Re: Python UK meeting and Django

by Kamon Ayeva-3 :: Rate this Message:

Reply to Author | View Threaded | Show Only this Message

Hi,

On Wed, May 7, 2008 at 12:28 AM, Peter Bengtsson <peter@...> wrote:
<snip />
"I respect what you've done with Grok but I think Zope is for
developers whereas Django is for users".
I'm tempted to exit at that but I think it's a point worth taking on
board if we want to regain the traction we had when zope2 was hot. Or
is that already what we're doing?

As a guy that provides training for users (which I understands as "developers using the framework"), I tend to agree, it's really a challenge with Zope.
I think we can succeed in this challenge, and we have to, by making it more approachable for developers, pythonic. Yeah, like Python, as Godefroid mentioned about Grok several times at the sprint last week.

Cheers,
Kamon

_______________________________________________
Grok-dev mailing list
Grok-dev@...
http://mail.zope.org/mailman/listinfo/grok-dev

Re: Python UK meeting and Django

by Martijn Faassen-2 :: Rate this Message:

Reply to Author | View Threaded | Show Only this Message

Hey Peter,

Thanks for doing that presentation, I'm glad it went well!

Peter Bengtsson wrote:
[why is Django successful?]
> His answer was rather long but never mentioned a single hint about
> features or technology but primarily about how they prioritized the
> community adaptation. As he knew I was there to represent Zope he said
> "I respect what you've done with Grok but I think Zope is for
> developers whereas Django is for users".

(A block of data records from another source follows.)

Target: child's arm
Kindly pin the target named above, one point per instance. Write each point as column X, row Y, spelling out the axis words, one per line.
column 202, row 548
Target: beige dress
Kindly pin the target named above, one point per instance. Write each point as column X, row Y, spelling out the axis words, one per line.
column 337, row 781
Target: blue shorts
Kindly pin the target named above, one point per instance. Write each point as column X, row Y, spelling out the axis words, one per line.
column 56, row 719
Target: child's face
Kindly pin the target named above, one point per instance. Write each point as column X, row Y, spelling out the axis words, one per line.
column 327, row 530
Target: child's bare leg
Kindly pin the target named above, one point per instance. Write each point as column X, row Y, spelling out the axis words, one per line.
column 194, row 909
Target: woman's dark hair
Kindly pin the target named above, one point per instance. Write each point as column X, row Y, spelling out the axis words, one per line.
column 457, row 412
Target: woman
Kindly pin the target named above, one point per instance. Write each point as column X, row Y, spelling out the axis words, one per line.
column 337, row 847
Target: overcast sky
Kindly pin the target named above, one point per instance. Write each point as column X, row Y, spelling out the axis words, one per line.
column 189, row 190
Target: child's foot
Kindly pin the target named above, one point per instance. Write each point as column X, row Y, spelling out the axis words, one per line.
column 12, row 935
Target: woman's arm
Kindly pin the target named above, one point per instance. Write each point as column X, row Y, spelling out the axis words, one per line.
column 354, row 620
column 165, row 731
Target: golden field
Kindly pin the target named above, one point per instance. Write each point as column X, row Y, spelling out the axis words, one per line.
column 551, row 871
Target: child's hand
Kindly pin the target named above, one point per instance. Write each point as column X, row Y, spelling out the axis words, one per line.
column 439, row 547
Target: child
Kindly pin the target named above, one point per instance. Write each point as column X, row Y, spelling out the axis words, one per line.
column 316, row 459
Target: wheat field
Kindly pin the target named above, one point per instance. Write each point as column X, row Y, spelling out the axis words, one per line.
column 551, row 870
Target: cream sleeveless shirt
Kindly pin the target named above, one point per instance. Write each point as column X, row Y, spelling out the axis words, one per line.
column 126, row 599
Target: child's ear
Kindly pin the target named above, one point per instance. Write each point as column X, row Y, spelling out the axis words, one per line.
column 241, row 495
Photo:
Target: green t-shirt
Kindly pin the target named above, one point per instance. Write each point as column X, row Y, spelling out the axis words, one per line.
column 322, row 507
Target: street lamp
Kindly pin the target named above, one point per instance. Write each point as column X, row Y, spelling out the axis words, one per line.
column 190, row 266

I'm having trouble understanding what the words "user" and "developer"
mean in this context. I thought Django is primarily targeting
developers, saying it's a "web framework for perfectionists with
deadlines". "Users" don't use web frameworks. They probably use bits of
Django, such as the admin UI, to manage content. We don't have the
equivalent of that yet in Grok, but hopefully we'll have that eventually
with the CRUD/BREAD work.

What do you mean by "prioritizing community adaptation"?

> I'm tempted to exit at that but I think it's a point worth taking on
> board if we want to regain the traction we had when zope2 was hot. Or
> is that already what we're doing?

It's one of the reasons I'm so interested in the Back to the Future TTW
project. This is still aiming for people who want to do developer-style
things, but are far less hard-core developers than we can reach now.
It's trying to lower the early stages of the learning curve.

Anyway, I see Grok at trying to aim towards beginning developers and
experienced developers alike, mostly by lowering the learning curve for
everybody (in the easy and the hard parts). We still have quite a ways
to go lowering the learning curve more on the beginning part, I think.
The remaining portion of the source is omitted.